As part of the 2009 US Recovery and Reinvestment Tax Act, the U.S. Treasury created Program 1603 to allow grants to revenue-generating renewable energy programs, rather than investment tax credits. As a result, almost 110,000 renewable energy initiatives were dipped into $26 billion.
While the current economic situation could become even uglier than what the country experienced in 2008, some suggest a similar system could be used as a tool for dramatically high rates of solar growth as society returns to post-Covid-19 normality.
Among their numbers is Jim Spano, co-founder of the RadiantREIT real estate investment trust firm Solar Financing.
“I think the lesson learned from the first downturn,” said Spano, referring to 2008, “is that when the public policy takes a concerted interest in climate change, it must find ways to ensure that renewable technologies continue to be created and installed.”
The US solar tax equity funding model – involving borrowers and companies with high tax bills funding projects in exchange for the tax incentives given to them – is likely to evaporate in the current crisis and Spano hopes it will be replaced by an alternative financing model.
“I think we’ll see a lot more debt come into the market, which reduces the need for equity and makes commercially viable ventures,” he said. “Many borrowers will see substantial growth and many market equity investors will move to debt positions because they understand that on the debit side the risk-deviated returns will be higher.”
The forecast came on the same day that members of the European industry expressed concerns that the whole opposite scenario would occur at their doorstep, with lenders predicted to be increasingly reluctant to take a chance on solar given the ongoing lockout of coronavirus.
Because of the financial mechanisms used to make manageable the capital costs of building projects, Spano argues that the U.S. solar industry is in a unique position to recover quicker, with less long-lasting consequences, than other industries.
“Americans are eager to get back to work,” the solar investor said. “You’re going to see a fast turnaround, tons of capital looking to be deployed, and the pent-up demand for capital in the renewable industry is what will push the rapid recovery into a robust market.”
If help comes from the federal government – doubtful as this possibility may be under the White House’s current occupant – Spano predicts that new solar technology will arise nationally as states will try to minimize unemployment by creating green jobs initiatives. However, if the funding falls at the state level, the creation of renewables will be biased towards the states that have already set high expectations for renewable energy, because they will try to meet the targets and requirements they set.

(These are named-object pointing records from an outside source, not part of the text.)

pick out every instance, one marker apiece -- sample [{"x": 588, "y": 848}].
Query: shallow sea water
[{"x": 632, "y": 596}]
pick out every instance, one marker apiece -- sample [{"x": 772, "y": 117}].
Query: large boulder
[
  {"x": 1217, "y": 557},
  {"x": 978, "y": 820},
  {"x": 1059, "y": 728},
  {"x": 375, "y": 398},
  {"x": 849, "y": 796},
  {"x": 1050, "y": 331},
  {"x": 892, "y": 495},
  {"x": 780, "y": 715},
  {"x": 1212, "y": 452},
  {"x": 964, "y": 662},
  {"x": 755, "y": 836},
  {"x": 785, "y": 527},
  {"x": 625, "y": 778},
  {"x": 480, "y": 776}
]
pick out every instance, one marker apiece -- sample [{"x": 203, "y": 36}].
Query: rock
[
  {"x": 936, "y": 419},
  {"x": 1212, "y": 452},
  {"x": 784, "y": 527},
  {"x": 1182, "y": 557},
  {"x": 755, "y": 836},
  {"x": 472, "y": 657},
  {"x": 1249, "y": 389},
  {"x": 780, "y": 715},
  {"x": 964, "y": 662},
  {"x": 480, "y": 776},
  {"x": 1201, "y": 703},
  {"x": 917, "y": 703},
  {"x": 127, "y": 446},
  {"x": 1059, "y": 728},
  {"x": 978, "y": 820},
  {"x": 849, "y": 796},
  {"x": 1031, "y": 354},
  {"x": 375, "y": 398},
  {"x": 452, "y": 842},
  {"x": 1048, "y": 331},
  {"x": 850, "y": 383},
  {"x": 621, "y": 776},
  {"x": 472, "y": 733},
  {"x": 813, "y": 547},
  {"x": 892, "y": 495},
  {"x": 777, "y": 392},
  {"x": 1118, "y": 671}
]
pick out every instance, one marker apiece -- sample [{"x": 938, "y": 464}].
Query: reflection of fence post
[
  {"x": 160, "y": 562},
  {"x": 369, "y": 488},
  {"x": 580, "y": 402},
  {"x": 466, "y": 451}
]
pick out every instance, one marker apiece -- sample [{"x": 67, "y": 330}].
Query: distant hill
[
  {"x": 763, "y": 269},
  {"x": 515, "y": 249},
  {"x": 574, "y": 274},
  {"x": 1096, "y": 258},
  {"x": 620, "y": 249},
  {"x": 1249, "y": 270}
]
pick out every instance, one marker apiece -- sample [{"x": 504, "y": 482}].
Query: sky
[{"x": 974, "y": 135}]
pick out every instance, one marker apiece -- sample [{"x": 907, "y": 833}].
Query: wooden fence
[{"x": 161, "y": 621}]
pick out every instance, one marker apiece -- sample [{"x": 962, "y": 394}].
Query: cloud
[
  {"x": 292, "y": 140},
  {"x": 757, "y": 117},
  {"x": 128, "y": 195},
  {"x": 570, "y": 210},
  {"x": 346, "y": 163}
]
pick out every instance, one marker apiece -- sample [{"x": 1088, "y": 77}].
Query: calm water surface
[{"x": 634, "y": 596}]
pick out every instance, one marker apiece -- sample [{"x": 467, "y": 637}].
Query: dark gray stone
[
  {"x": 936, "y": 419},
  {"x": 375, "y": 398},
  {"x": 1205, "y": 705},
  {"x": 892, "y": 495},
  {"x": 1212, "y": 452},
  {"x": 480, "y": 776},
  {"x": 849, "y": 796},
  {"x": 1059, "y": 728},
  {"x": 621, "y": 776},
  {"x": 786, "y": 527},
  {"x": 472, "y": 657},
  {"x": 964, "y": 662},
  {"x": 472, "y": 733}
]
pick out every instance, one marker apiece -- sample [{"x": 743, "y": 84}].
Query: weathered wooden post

“Not all states have embraced a sustainable target of 100 per cent,” Spano said. “Common sense suggests that if a state passes a law calling for 100% renewables and economics will not help [development], even with the investment tax credit, the states would have to step in with some sort of incentive to meet their targets … You can not afford to have a law demanding 100% renewables if no renewables are installed.
“I think Covid-19 is going to be a major boost for the renewable industry and I believe we are going to be the sector that generates the jobs and fulfils the priorities of public policy.”